All That Hype!
Bitcoin, Cryptocurrency, Ethereum — you must have heard about these buzzwords. And maybe the stories of people making a quick fortune out of it, and why not — look at the market capitalization of so-called ‘Cryptocurrencies’ and how it has grown in the last year. Blockchain is the idea which drives them all.
“Every informed person needs to know about the Blockchain because it might be one of the world’s most important developments” — Leon Luow
Crypto Market Capitalization
History of Money
“What is money?”
Money is an entity which can be used in exchange for goods and services and there is a system to keep track of its ownership and transactions — who owns what, who has what, and who owes how much to whom. That’s all there is for the concept of money.
We need a trusted third-party entity such as a Central Bank of a country to keep track of money, to keep those transactions and deal with the conflicts, if applicable. But that trusted party i.e. the Government, comes with a cost in terms of efficiencies, potential for corruption, extra fees and so forth.
WHAT’S BITCOIN AND THE BLOCKCHAIN?
Bitcoin is the world’s first completely decentralized digital currency, also known as a cryptocurrency. Bitcoin introduced a technology called a blockchain, which is a peer-to-peer distributed ledger of timestamped transactions.
Before the invention of Bitcoin, ledgers had to be maintained by central authorities like banks, which kept a single authoritative copy of the ledger. This meant that users that relied on a ledger had to trust the central authority.
Bitcoin’s use of a blockchain eliminates the need for central authorities and the need to trust them. It does this by allowing each user of the system to maintain their own copy of the ledger and keeping all copies of the ledger verifiably synchronized through a consensus algorithm.
Bitcoin is designed to allow its users to hold, send, and receive money online, but distributed ledgers can be used to do much more, including clearing and settlement of digital asset trading, provisining of identity, and distributed computing — all without the need for central intermediaries.
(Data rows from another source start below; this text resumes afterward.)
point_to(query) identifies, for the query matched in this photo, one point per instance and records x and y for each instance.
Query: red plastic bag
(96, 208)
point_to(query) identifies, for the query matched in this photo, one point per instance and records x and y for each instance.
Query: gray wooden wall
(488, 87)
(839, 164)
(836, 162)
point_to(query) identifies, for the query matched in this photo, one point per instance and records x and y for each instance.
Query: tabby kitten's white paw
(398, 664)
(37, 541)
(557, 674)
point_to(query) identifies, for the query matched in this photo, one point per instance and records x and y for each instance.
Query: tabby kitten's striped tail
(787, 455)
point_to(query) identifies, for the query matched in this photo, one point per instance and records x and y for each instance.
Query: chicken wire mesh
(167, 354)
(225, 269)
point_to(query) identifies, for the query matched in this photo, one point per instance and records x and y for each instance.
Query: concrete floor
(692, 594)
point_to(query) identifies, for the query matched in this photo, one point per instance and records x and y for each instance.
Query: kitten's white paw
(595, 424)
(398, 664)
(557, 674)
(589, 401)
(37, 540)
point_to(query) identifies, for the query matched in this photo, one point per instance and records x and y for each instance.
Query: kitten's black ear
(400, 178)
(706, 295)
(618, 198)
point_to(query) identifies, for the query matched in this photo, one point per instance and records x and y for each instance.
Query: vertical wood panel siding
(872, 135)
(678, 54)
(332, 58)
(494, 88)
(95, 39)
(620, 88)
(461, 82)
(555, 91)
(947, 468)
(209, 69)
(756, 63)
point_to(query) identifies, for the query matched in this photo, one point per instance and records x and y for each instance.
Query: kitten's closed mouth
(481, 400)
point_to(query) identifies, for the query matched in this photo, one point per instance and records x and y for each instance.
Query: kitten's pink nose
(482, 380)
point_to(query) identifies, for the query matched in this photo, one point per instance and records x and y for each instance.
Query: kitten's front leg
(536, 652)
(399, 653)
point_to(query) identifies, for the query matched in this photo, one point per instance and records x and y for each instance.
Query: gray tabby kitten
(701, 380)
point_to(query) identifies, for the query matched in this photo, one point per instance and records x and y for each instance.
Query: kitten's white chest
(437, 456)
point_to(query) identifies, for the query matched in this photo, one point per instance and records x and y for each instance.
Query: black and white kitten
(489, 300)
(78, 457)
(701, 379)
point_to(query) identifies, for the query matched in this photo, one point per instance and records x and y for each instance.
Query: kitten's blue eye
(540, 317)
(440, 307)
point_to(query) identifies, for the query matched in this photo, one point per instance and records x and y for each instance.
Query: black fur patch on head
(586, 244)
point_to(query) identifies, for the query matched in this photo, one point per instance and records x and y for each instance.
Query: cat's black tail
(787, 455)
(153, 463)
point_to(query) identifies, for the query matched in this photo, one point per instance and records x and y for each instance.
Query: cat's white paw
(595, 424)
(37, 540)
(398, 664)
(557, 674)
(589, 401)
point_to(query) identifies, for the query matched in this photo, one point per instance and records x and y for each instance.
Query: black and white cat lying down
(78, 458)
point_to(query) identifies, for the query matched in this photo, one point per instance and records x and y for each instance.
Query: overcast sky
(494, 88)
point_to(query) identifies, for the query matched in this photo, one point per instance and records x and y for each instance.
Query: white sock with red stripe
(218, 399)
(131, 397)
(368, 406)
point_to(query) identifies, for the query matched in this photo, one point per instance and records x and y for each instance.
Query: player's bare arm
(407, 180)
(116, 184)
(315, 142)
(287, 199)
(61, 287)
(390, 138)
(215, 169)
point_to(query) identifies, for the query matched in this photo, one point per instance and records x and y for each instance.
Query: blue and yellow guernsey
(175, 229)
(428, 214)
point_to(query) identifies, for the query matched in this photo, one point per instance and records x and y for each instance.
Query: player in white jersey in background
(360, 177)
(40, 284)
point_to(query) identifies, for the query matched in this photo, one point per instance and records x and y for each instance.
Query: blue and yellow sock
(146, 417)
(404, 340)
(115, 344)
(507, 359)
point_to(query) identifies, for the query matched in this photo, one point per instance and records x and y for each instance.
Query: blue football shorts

HOW DOES POLICY AND REGULATION FIT IN?
Traditional ledgers have centralized ledger-keepers (like banks), so it’s clear who the responsible and regulated parties are. But because open and decentralized blockchains like Bitcoin have no central operators (just like the internet itself), figuring out who is regulated, if anyone, requires deeper analysis. And because traditional concepts like “custody of funds” take on new meaning given technologies like multi-sig, what the technology allows us to do has outpaced what the law has anticipated, so new policy thinking is in order.